Psych gem build error `yaml.h not found` and followup

All of a sudden my build step was failing with the following

Gem::Ext::BuildError: ERROR: Failed to build gem native extension.
  
    current directory: /usr/local/bundle/ruby/3.4.0/gems/psych-5.2.2/ext/psych
/usr/local/bin/ruby extconf.rb
checking for pkg-config for yaml-0.1... not found
checking for yaml.h... no
yaml.h not found
*** extconf.rb failed ***
Could not create Makefile due to some reason, probably lack of necessary
libraries and/or headers.  Check the mkmf.log file for more details.  You may
need configuration options.

Psych is a YAML Ruby gem and relies on libyaml and yaml.h not found looks like a missing dependency. If FROM docker.io/library/ruby:$RUBY_VERSION-slim is similar to your Dockerfile, all you need is to add libyaml-dev where ever you’re installing dependencies for a build phase.

What I’d love to know is why this appears to have happened without a change on my end and how I can be informed of another similar change.

Hi @agrberg,

It’s not necessarily related to our changes. Some of your dependencies could change too.
What’s your service ID? I will take a closer look.

My original post was unclear, I don’t think this is related to Koyeb at all.

I actually managed to track it down. It appears libyaml-dev was removed from the Ruby slim and alpine images two days ago, when this started happening. There’s a lot more information in that GH issue. I kind of got lucky as I was looking for the Rails Dockerfile template and noticed libyaml-dev is now included!

In answer to how can I be informed, it appears that’s a lot of the discussion on the GH issue page. In answer to how could this happen w/o a change on my end, I need to understand if there’s a versioning and locking system w/ base Docker images similar to semver as letting that float to latest is how this was introduced.

It looks like this is being reverted for the disruption FWIW

Wow, interesting case. To protect yourself from such cases, you would need to build everything from scratch :confused:

Anyway, thank you for updating the topic with such a detailed description!

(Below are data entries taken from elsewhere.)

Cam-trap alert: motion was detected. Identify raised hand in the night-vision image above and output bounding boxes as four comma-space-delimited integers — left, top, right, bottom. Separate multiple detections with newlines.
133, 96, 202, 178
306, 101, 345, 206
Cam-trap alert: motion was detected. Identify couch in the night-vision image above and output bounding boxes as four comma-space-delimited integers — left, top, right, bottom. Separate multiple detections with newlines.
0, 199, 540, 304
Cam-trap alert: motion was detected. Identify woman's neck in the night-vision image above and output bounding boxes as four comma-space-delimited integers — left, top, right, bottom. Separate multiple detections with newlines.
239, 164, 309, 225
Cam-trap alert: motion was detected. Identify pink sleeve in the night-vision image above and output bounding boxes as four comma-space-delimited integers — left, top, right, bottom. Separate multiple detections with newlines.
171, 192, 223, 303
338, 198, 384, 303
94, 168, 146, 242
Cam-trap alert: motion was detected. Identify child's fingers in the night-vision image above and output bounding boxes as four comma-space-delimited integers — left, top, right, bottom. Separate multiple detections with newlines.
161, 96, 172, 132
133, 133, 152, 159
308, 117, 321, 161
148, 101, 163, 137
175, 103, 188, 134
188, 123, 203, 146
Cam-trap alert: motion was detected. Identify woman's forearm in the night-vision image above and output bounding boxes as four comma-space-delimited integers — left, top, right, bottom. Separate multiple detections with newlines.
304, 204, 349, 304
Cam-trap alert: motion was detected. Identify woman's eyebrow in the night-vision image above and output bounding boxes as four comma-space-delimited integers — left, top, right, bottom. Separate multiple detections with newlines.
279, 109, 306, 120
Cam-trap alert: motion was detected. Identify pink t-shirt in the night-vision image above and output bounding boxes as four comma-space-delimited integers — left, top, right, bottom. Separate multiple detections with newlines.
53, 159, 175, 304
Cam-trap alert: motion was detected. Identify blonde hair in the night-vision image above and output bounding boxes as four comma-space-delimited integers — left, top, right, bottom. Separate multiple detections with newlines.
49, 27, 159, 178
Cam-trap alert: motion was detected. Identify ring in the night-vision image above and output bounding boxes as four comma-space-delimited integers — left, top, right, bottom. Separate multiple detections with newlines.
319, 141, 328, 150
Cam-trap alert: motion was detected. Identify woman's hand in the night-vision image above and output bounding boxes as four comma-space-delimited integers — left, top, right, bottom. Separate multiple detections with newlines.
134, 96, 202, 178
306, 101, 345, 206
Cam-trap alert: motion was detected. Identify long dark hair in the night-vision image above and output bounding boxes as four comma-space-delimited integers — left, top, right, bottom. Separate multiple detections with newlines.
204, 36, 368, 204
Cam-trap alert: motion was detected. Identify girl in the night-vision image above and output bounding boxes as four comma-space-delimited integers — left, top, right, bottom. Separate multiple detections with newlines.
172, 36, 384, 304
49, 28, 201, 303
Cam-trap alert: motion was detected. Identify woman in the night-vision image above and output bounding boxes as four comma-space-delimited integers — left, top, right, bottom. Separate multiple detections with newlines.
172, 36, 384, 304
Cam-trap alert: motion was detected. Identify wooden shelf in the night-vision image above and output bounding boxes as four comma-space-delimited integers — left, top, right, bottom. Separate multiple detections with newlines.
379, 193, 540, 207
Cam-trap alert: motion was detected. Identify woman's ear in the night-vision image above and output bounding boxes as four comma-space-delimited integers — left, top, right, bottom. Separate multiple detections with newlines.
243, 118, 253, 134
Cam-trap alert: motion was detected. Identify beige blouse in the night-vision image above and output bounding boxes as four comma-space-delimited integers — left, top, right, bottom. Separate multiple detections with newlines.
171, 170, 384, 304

Happy to help out and leave a good trail of breadcrumbs for the next dev :+1:

I am a Docker novice but I believe images can be tagged. The next things to explore are

  • How are tags utilized in Dockerfiles to ensure the base image consistency (i.e. cannot be updated w/o me taking an action or update)
  • How to determine if a base image update is “safe” to deploy. E.g. for updating gems/dependencies, I can run my test suite to get a really good idea. Do I need a local Docker build and run to ensure this?